NH House panel weighs property tax breaks for accessory dwelling units

But bill backed by affordable housing advocates receives lukewarm reception

If you rent out your mother-in-law apartment to a stranger you could not only get rent, but a property tax break under a proposed bill attempting to add more affordable units to New Hampshire’s housing stock.

Under House Bill 1510, municipalities would be able to provide a tax exemption on accessory dwelling units, or ADUs, built or occupied after January 2021 and leased to non-family members.

ADUs are an addition to a home with a separate kitchen and bathroom that could be occupied by anybody. Before June 2017, many municipalities wouldn’t allow them, or at least made it difficult to have one, but a law enacted at the time required local zoning ordinances to allow them. It was pushed by a coalition of affordable housing groups, advocates for the elderly, homebuilders and Realtors.

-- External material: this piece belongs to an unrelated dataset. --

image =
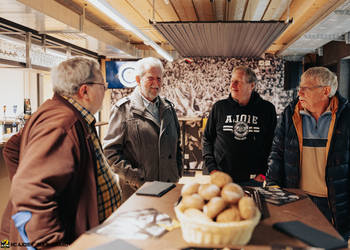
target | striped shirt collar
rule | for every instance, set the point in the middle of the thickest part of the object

Rep. Harrison Kanzler, D-North Conway, sees his bill as further encouraging ADUs to increase the supply of a rental housing market, which currently has a statewide vacancy rate at 1%.

“The spirit behind this bill is to promote the construction of ADUs, increasing the value of the owner’s property, while also providing new housing units for long term renting, and not increasing the property tax assessment on the owner’s property,” he told NH Business Review in an email.

But questions at Tuesday’s hearing of the House Municipal and County Government Committee were more about the letter of the law than the spirit.

If this was supposed to be providing affordable housing, what about that person with the $5 million house and a $2 million addition, asked one committee member.

“I think it would be used by most people not on a luxury apartment, but on a much smaller scale,” Kanzler said, adding he would be amendable to an amendment that would place some limitations to prevent large property tax breaks.

Rep. Max Abramson, L-Seabrook, thought there might be another loophole, because of the large amount of duplex condos in his area. Wouldn’t that law not just allow for a tax break on a small apartment, but a property tax break on half of the property, he asked

And Margaret Byrnes, executive director of the New Hampshire Municipal Association, testified that it would be difficult for towns to decide who is a non-family member, and more importantly, the municipalities have nothing to gain by this, and only revenue to lose.

“Wouldn’t it discourage towns from wanting to approve ADUs?” Abramson asked later.

But not every comment was critical of the measure.

“I get an apartment built above my garage for my family. And if I later rent it to a stranger it will be tax-exempt on what I spent to add the ADU,” Susan Treleaven, D-Dover. “So this may encourage me to do it and add to the housing supply.”